Functions > Design of Experiments > About Design of Experiments Functions
  
About Design of Experiments Functions
The design of experiment (DOE) functions and plots can be used for constructing experimental design matrices, for analyzing and screening factors, for developing statistical models, and for performing Monte Carlo simulations.
Design Matrices
You can create design matrices using built-in functions. With the DOE utility functions, you can analyze the properties of fractional factorial design matrices or you can modify design matrices. For example, use the doelabel function to convert the coded values of a design matrix into real values. You can also use vector and matrix functions to further modify design matrices. For example, use stack to add center points to a full or fractional factorial design, or use augment to add an outer array accounting for the noise factors in Taguchi designs.
Factor Screening
To screen factors, you can calculate the effects or the level effects of factors, interactions, or of the design blocking. The quickscreen function is ideal for screening 2–level coded designs. The effects function is a more general function that calculates level effects for any design matrices.

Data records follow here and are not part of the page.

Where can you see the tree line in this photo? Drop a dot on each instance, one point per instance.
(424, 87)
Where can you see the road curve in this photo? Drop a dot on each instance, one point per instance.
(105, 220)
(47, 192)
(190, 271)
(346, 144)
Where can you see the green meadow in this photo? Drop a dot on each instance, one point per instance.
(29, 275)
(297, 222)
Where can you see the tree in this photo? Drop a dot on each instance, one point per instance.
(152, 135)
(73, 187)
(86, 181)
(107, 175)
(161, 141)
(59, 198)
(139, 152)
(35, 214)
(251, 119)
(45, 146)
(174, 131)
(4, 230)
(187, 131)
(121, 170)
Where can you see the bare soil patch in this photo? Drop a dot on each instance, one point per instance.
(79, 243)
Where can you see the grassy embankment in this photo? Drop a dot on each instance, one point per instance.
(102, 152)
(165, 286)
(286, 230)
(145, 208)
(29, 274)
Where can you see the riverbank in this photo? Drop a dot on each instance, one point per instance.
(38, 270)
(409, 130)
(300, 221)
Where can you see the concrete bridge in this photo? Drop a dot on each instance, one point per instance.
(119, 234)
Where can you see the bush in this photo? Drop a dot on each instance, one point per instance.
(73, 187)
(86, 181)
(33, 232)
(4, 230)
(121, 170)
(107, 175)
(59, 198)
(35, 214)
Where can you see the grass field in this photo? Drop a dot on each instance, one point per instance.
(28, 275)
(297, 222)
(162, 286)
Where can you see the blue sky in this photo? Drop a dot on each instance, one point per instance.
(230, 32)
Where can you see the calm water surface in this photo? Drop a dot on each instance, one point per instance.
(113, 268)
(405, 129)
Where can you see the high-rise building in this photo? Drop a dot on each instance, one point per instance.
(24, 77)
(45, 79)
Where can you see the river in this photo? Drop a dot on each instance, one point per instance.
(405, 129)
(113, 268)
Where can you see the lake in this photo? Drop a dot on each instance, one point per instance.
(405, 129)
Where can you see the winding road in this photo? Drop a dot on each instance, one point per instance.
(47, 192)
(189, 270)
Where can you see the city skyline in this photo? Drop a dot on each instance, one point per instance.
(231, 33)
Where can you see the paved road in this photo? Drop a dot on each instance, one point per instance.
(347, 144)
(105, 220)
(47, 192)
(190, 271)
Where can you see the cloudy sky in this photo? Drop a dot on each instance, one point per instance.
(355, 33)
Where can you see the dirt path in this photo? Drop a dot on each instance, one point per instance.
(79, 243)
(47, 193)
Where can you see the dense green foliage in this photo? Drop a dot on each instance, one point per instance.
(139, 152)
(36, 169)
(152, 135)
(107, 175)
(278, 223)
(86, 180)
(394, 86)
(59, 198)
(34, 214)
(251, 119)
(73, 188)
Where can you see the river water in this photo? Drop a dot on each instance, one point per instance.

You can display the experiment results in a box plot, an effects plot, or a Pareto plot to decide whether factors are significant. You can also perform an analysis of variance (ANOVA) with the anova function to test if factors are significant.
Regression Analysis
You can use the polyfit function to quickly map a multivariate polynomial regression surface. If you want to work with regression coefficients instead, use the polyfitc function. This function also returns additional information about each regression coefficient. For a more complete set of diagnostics, use polyfitstat. This function returns model parameters, the output of polyfitc, an ANOVA for regression, and a detailed analysis for each run or data point used to create the multivariate polynomial regression surface. To enhance numerical accuracy, the data is scaled internally by the standard deviation in all the polynomial regression functions if a full-order model is specified. If a partial or incomplete polynomial is specified, no scaling is performed.
For other types of fitting functions, use the multidfit function to calculate their fitting parameters.
All of the above functions accept design matrices.
Monte Carlo Simulation
Monte Carlo methods build up, over many iterations, the statistical behavior of a complex system made of components with unique variances. Instead of finding algorithmic, closed-form solutions, these methods iteratively apply random values to each component value to model the statistical behavior of the complex system.
You can generate random numbers for Monte Carlo simulations using one of the following functions: LogNormal, Normal, Uniform, Weibull. You can also use the montecarlo function to create a Monte Carlo sample for a given function. This is useful, for example, to predict the behavior of future experiments using regression models created from previous experiments.